Now, I know that not everyone thinks that way. Some see pubs as dens of iniquity.
But for many people they are places of social contact, the ordinary man’s golf club, where if you wished you could sit all night with half a mild, be warm and entertained.
Now where else could you get that?
The extension of the licensing laws has changed all that.
When pubs closed at 11pm, old and young drank and socialised together.
Bringing in the late hours divided the generations, as there are no older people out in the early hours of the morning and so no moderating influence.
The late hours also meant that places of entertainment were quiet in the early evening as the youngsters started to come out very late, so everywhere was lacking atmosphere.
Then came the double whammy of the smoking ban and the cheap loss-leader supermarket alcohol.
This, plus rising fuel bills, proved a bridge too far for most places.
Now pubs are closing at the rate of something like 15 a week.

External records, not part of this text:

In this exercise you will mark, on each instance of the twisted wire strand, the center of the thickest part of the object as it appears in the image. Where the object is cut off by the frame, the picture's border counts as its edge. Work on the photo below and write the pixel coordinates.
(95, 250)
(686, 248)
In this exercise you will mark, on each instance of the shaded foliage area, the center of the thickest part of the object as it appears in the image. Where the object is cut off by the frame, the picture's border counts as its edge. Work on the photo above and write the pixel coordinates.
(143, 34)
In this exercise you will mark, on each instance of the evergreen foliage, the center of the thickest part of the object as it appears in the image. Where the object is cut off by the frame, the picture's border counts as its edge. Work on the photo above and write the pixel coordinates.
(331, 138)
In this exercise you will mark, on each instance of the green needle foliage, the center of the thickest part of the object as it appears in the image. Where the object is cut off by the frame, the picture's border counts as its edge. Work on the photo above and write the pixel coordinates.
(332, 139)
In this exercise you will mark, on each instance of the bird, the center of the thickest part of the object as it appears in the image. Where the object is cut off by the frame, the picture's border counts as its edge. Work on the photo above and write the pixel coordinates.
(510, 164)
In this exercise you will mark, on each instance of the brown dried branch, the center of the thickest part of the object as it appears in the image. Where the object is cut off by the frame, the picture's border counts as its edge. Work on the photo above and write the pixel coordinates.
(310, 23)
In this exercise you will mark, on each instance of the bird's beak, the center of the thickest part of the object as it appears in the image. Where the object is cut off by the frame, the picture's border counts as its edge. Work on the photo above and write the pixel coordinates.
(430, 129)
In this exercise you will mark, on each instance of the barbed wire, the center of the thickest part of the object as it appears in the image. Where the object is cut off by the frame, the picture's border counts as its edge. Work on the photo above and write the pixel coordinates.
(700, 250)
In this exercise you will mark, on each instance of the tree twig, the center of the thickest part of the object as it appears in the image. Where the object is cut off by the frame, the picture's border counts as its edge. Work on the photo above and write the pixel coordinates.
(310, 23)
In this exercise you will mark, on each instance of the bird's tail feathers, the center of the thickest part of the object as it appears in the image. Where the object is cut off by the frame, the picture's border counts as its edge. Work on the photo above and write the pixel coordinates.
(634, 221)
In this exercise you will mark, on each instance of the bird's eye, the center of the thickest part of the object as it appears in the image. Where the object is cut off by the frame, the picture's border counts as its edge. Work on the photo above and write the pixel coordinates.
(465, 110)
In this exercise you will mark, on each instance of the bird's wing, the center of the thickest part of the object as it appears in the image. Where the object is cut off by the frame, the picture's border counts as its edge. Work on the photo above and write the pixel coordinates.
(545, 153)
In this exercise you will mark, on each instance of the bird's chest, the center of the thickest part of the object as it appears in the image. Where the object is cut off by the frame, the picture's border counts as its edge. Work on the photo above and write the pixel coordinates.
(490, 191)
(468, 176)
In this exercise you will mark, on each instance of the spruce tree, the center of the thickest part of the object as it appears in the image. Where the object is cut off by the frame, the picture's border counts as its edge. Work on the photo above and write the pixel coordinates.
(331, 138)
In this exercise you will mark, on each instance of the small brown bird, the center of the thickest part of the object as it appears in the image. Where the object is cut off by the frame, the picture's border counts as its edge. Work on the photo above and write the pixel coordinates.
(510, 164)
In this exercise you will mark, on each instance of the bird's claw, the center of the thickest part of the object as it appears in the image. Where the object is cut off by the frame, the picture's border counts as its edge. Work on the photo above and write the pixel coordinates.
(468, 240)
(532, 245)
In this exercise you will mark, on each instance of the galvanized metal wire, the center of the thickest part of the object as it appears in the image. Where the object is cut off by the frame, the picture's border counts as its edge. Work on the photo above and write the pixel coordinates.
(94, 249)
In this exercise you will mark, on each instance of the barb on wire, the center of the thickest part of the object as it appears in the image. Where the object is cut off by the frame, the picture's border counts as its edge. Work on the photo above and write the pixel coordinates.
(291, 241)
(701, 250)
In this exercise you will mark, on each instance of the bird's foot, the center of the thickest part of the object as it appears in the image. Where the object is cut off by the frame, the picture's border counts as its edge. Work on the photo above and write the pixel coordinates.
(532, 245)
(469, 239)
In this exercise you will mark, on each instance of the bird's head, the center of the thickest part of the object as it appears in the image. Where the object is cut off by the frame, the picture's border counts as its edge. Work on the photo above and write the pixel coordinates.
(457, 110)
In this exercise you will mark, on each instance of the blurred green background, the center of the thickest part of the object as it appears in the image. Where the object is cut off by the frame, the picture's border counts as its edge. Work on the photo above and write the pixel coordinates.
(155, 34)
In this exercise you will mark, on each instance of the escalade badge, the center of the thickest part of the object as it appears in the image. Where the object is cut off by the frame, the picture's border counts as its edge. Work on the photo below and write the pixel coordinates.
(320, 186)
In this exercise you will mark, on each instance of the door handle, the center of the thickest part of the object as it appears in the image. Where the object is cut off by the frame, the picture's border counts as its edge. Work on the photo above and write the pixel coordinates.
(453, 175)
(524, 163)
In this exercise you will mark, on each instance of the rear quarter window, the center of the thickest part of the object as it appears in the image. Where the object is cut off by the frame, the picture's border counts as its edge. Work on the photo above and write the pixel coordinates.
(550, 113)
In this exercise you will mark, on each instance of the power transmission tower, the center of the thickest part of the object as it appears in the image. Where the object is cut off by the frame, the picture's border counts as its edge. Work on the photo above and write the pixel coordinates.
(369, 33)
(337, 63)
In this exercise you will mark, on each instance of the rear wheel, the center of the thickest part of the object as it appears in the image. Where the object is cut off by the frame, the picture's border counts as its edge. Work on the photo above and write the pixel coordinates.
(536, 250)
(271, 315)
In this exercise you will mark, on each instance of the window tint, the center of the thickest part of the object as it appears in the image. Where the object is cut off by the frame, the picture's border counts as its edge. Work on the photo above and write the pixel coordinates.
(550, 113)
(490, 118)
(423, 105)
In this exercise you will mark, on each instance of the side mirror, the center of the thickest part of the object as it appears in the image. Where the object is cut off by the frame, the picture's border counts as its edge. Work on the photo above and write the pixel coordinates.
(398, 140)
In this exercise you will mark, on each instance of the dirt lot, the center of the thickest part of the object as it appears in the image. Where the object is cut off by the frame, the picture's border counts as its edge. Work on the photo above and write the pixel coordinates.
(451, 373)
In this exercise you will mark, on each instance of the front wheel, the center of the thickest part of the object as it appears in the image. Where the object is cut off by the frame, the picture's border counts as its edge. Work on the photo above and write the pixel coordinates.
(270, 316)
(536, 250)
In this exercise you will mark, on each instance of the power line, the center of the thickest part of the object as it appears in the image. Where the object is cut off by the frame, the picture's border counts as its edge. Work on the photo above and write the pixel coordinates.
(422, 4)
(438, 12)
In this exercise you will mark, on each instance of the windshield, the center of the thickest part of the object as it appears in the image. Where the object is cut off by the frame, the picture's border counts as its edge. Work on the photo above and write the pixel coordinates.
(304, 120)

This, plus the closing of many post offices, has had a detrimental effect on the life of many small villages, and public houses, with sale or to let signs to be seen in every town centre.
The demise of the ‘pub’ will be yet another nail in the traditional way of British life (Long pause here for a bugle playing the ‘Last Post’!) Topping it all, we now have the police invading Parliament.
We are definitely on a slippery slope. Hard fought freedoms are at stake and bit by bit the things we took for granted are being taken away.
If we’re not careful, the reality of ‘Big Brother’ may become more than a TV programme. Freedoms once lost are not easily regained.